Q: I used to work as an assistant engineer in a state government department. In September 2006, a charge sheet was issued against me containing certain allegations. I was placed under suspension and disciplinary proceedings were initiated against me which I duly contested. The enquiry officer found the charges to be true and filed a report against me. Under the service rules of the state government, the disciplinary authority competent to impose punishment pursuant to an enquiry report is the appointing authority, that is, the engineer-in-chief of our department. He issued a showcause notice asking for an explanation as to why the punishment of termination of service should not be imposed on me in view of the findings. My reply to the said notice was rejected. Last month, the chief secretary of our department issued a termination letter to me. I want to know whether the chief secretary is the competent authority to issue a termination letter? What legal remedies do I have? I am innocent and have not committed any misconduct or irregularity.
A: Articles 309 to 311 of the Constitution deal with the recruitment and conditions of service of persons appointed to public services and posts in connection with the affairs of the Union government or any state. Under those provisions, every civil servant holding a post under a state government holds office during the pleasure of the Governor. Article 311(2) qualifies the pleasure of the Governor and such pleasure cannot be exercised if a civil servant’s service is to be terminated as a punishment for misconduct. However, in such a case, a reasonable opportunity of being heard in respect of the charges must be given to the concerned civil servant. However, the said provisions do not mandate that the dismissal must be by the very same authority who had made the appointment or by its direct superior. The Supreme Court has recently held that the dismissal can be either by the appointing authority or by any other authority to which the appointing authority is subordinate. I take it that the engineer-in-chief of your department is subordinate to the chief secretary. In that event, you cannot have any grievance as regards issuance of the termination letter by the chief secretary instead of the engineer-in-chief.
As regards your second query, if your service rules provide for an appeal, you should forthwith challenge the enquiry officer’s report and the termination order before the appellate authority. You can also file a writ petition in the high court. Since you were given a hearing in compliance with Article 311 of the Constitution, you cannot complain of breach of natural justice.

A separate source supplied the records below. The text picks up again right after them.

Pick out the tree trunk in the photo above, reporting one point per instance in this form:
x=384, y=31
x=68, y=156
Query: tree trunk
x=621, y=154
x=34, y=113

However, if you can demonstrate that the report and the consequential termination order are so arbitrary, unreasonable or based on no evidence so as to render them perverse in the eye of law, then you have a good chance of succeeding. You may also take the ground of “proportionality”, if you can show that the punishment of termination imposed on you is wholly disproportionate to the charges levelled against you. Please note that if you have the alternative remedy of appeal, the writ court may decline to interfere on that ground alone. Hope this answers your queries.